If this nudge simply redefines what a church is or what is the definition of marriage, what will the next one bring?

These may seem like small things when viewed in a 30-second television sound bite, but they are nibbles – small bites out of the basis of American society intended to bring about a new one – without families, churches, opportunity or freedom.

The real test of a Constitutionalist is not what they do when their own rights are being threatened – but what they do when the rights of someone with whom they disagree are in peril. The redefinitions of marriage and church are exactly those tests by which Conservatives will be judged.

Moderate Schizophrenia

Does the middle see themselves as center-right or center-left? According to a recent Rasmussen Reports poll, it’s both.

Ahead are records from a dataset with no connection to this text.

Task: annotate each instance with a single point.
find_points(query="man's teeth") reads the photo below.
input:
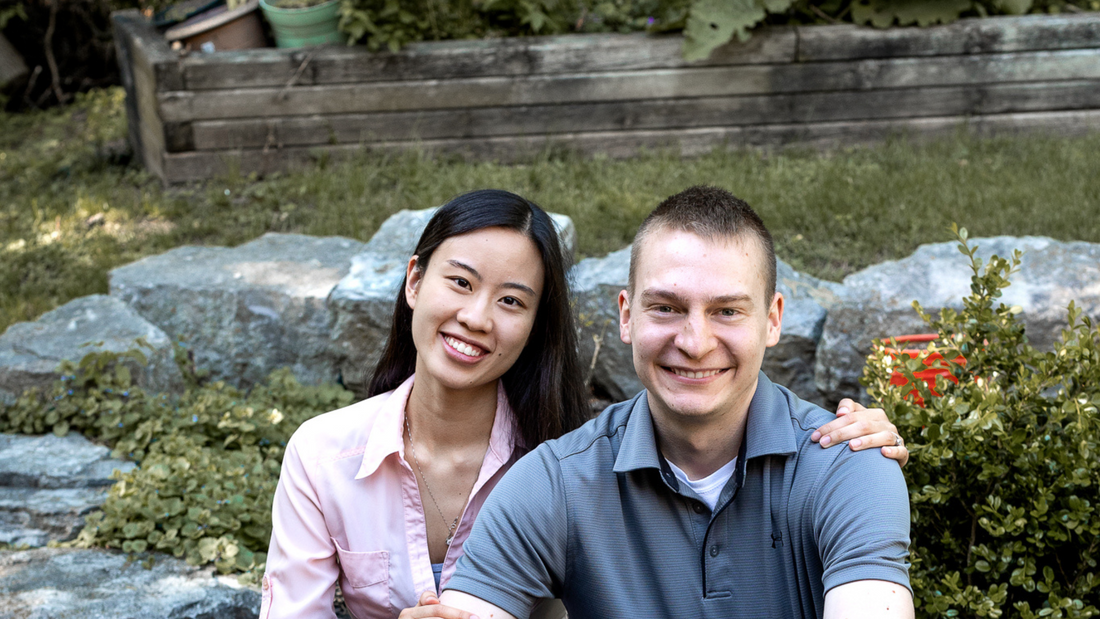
(688, 374)
(464, 347)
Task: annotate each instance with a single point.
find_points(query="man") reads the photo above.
(703, 496)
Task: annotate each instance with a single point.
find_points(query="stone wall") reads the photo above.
(322, 308)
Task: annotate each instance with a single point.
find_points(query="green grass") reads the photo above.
(831, 213)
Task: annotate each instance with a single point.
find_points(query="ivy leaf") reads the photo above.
(714, 23)
(883, 13)
(1013, 7)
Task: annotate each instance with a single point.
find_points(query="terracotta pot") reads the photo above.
(220, 29)
(927, 375)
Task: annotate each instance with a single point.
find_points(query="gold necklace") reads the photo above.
(450, 528)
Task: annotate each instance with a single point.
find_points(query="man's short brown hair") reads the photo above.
(712, 213)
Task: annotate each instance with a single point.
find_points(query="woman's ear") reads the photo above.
(413, 276)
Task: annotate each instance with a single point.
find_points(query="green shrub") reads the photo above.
(1003, 479)
(706, 24)
(208, 461)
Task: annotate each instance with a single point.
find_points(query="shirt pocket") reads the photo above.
(369, 575)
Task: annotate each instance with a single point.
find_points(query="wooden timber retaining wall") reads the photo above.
(263, 110)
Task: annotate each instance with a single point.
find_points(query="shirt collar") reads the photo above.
(767, 431)
(387, 435)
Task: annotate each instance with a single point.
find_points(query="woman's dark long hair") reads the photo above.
(545, 386)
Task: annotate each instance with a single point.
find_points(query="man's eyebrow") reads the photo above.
(658, 295)
(512, 285)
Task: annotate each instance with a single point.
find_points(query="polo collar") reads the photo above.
(387, 435)
(768, 431)
(638, 449)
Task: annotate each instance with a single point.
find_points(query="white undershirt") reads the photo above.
(708, 488)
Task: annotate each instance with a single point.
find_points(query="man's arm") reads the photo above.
(861, 523)
(515, 555)
(481, 608)
(870, 599)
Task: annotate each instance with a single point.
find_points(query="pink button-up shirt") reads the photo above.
(348, 507)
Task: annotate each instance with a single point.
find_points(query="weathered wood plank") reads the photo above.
(516, 56)
(146, 65)
(631, 52)
(198, 165)
(966, 36)
(663, 113)
(663, 84)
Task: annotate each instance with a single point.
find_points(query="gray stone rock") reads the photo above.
(791, 362)
(98, 584)
(47, 484)
(596, 284)
(877, 301)
(246, 310)
(30, 352)
(363, 301)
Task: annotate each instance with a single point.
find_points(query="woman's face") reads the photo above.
(473, 307)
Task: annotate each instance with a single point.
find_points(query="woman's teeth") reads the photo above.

The poll found that 56% of voters feel that the average Democrat is more liberal than they are but only 46% find that the average Republican is to their right. That would indicate a closer relationship to Republican values than to Democrat values.

The same poll then asked whose agenda they found more extreme. 52% said that the Republican congressional agenda is too extreme while only 46% of respondents said the same of the Democrats’ plan for the country. That would indicate closer alignment with the left.

It’s not until the underlying demographic breakdown from the survey is analyzed that the reason for the confused overall result becomes obvious – well.. kinda.

61% of moderates said that the average Congressional Republican was more conservative than they while only 6% of moderates felt that Democrats were more liberal than they were.

On the question of whose agenda was considered extreme, 22% of moderates said that the Republican agenda is extreme while 45% of the moderate crowd responded that the Democrat agenda is extreme.

Among respondents that self-identified as moderates – their appears to be a pandemic of schizophrenia. How else can one explain to find Democrats’s agenda as extreme, but feel that Republicans are further away from them – unless moderates are saying that  they prefer an extreme liberal agenda.

This may be an interested election year indeed.